4. The Learning Loop: Where Magic Happens
Here's the crown jewel—our closed-loop learning system. Every time a pipeline completes, it now extracts insights and stores them with vector embeddings for future retrieval:
// Extract insights after pipeline completion
const insights = await extractPipelineInsights({
runId: run.id,
repoUrl,
results: completedItems,
workflowType: 'autofix' // or 'refactor'
});
// Store with vector embeddings for semantic search
await storeInsights(insights);
When a new pipeline starts, it searches for relevant historical learnings and injects them into the AI prompts:
// Inject historical context into prompts
const historicalLearnings = await searchPipelineLearnings({
repoUrl,
workflowType: 'autofix',
limit: 5
});
const enhancedPrompt = `
${basePrompt}
## Historical Learnings
${formatLearnings(historicalLearnings)}
`;
Lessons Learned: The Messy Reality
Not everything went smoothly. Here are the key challenges we faced:
Database Schema Flexibility
Our biggest hurdle was storing pipeline insights in a table originally designed for workflow-specific insights. Pipeline insights don't belong to a specific workflow, which broke our foreign key constraints.
The solution: Make the workflowId field optional in our Prisma schema.

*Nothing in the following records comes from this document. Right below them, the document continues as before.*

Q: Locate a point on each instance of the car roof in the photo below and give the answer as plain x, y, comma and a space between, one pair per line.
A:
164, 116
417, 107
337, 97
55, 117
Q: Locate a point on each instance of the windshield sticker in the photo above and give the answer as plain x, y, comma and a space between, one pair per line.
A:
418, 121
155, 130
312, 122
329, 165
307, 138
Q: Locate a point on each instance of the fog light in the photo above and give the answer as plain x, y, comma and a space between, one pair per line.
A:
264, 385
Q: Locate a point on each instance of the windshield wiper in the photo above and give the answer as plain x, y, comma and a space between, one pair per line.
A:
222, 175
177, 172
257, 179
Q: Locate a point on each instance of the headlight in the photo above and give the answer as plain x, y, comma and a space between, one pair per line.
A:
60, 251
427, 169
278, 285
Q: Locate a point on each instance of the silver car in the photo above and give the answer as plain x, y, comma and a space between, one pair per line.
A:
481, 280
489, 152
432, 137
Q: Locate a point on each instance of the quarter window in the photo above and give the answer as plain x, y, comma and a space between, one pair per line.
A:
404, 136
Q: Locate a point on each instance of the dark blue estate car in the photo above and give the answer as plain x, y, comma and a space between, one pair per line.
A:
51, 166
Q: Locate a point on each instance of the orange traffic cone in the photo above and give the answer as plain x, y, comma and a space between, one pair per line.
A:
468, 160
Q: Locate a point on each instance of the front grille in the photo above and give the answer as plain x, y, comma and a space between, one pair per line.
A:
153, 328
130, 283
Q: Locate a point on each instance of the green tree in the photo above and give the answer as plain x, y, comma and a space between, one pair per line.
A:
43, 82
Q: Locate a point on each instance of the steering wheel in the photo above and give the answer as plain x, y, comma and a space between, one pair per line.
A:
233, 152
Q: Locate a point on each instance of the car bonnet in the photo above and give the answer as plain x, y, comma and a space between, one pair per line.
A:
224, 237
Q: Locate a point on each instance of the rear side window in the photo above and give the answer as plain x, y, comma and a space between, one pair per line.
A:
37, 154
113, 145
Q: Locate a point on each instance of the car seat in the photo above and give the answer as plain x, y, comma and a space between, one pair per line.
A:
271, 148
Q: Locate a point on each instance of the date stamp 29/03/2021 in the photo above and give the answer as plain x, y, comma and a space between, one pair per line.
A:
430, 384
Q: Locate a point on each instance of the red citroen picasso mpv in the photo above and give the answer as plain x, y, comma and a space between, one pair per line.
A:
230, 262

Sometimes the best architecture is the most flexible one:
model WorkflowInsight {
id String @id @default(cuid())
workflowId String? // Made optional for pipeline insights
workflow Workflow? @relation(fields: [workflowId], references: [id])
// ... other fields
}
JSON Field Handling
Working with Prisma's Json fields required careful type casting throughout our codebase:
// Client-side type assertions for JSON config fields
const config = run.config as Record<string, string>;
It's verbose, but explicit typing prevents runtime surprises.
State Management Complexity
The phase synchronization bug taught us that client-side state management gets tricky when you have multiple sources of truth. The UI state, database state, and real-time updates all need to stay in sync.
The Results: Smarter Pipelines
After implementing all four features, we now have:
- Flexible AI provider selection with clear UI indicators
- Reliable phase tracking that stays in sync with actual execution
- Automated PR creation for streamlined workflows
- Self-improving pipelines that learn from historical data
The learning loop is particularly exciting. On subsequent runs, you'll see messages like "Loaded historical learnings from 3 similar analyses" in the execution stream, indicating the AI is now building on past experience.
What's Next
We're already thinking about improvements:
- Deduplication logic to avoid storing redundant insights from repeated runs
- Learnings dashboard to visualize what the system has learned over time
- Cross-repository learning to share insights between similar codebases
The foundation is solid, and the possibilities are endless. We've built not just better tools, but tools that get better on their own.
Want to see this in action? The complete implementation spans 11 files with 558 lines of new code, all committed and ready to make your development pipelines smarter. The future of AI-assisted development isn't just about better models—it's about systems that learn and improve from real-world usage.